Why do so many employees jump ship? Low wages, minimal growth opportunities, unclear job expectations, lack of flexibility, unsociable hours, feeling undervalued, and a poor work environment are all causes of employee turnover in hospitality.
Misaligned candidate expectations
Candidate expectations of what they think the new job is going to be like can be wildly different to what the role actually entails. Misaligned candidate expectations is one of the highest drivers of early employee attrition in the restaurant industry.
Candidates who don’t understand what they’re signing up for either before they put in their application or during the process tend to be bitterly disappointed on day one, if they even show up at all.
Declining young workforce
Restaurant work is traditionally a common entry point to employment for many young people, but with the number of awarded Bachelor’s degrees for Gen Z rising, the number of people seeking entry level work in the restaurant industry is decreasing.
And with the number of Gen Z entry level job seekers declining, it’s contributing to the growing number of open restaurant positions – currently more than there are job seekers.
Local hiring competition
Local hiring for restaurants is absolutely crucial because you want an employee who lives near your restaurant. But one of the biggest issues for staffing restaurants in a tight labor market is competing with other local businesses for the same available talent.
With so many entry level roles having few qualification or skill requirements, you might find yourself competing with other employers in the area for the same job candidates.
Hiring and training costs
First-class restaurant staff don’t come for free, and when you factor in constantly replacing employees, hiring isn’t cheap. The cost involved with high turnover might surprise you. Recent research shows turnover costs restaurants on average $150,000 every year. How?

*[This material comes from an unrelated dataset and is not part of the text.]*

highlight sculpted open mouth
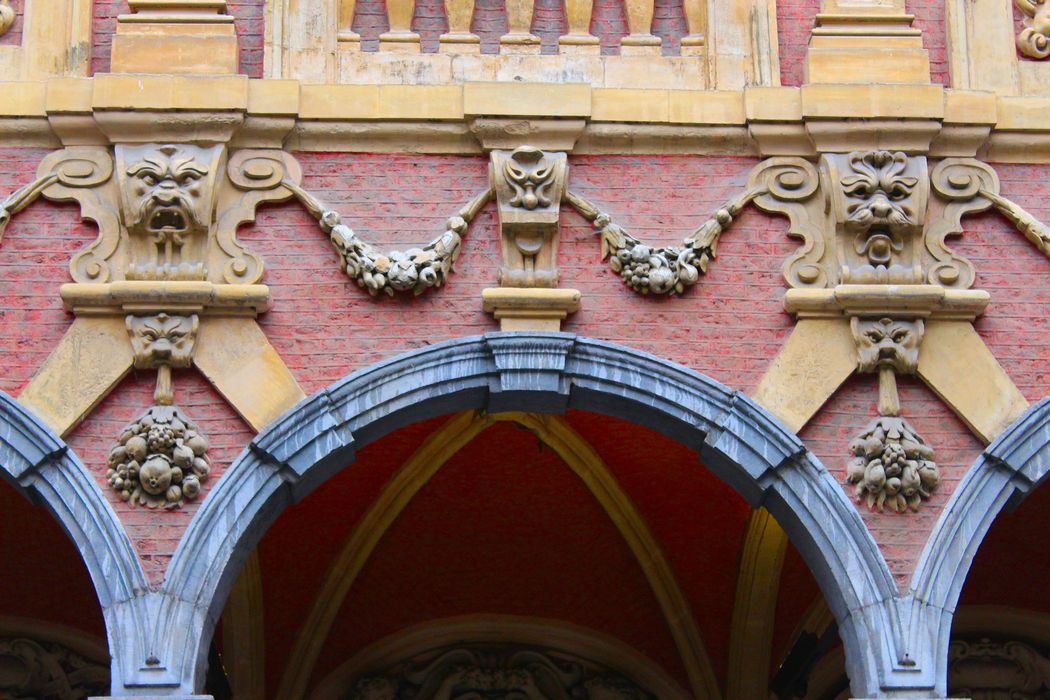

It costs money to advertise the role, then recruiters have to screen, assess, interview and onboard and train each new restaurant employee. And when you’re doing it multiple times, it soon adds up.
Plus, you’ve got to factor in the cost of lost productivity. When you’re understaffed, the restaurant simply can’t operate at full capacity. And even when you hire new employees and you train them to hit the ground running, they still have to find their feet.
Seasonal hiring needs
Restaurants often have varying staffing needs that change from season to season. For example, those located in popular tourist areas might need extra staff during peak periods of the year.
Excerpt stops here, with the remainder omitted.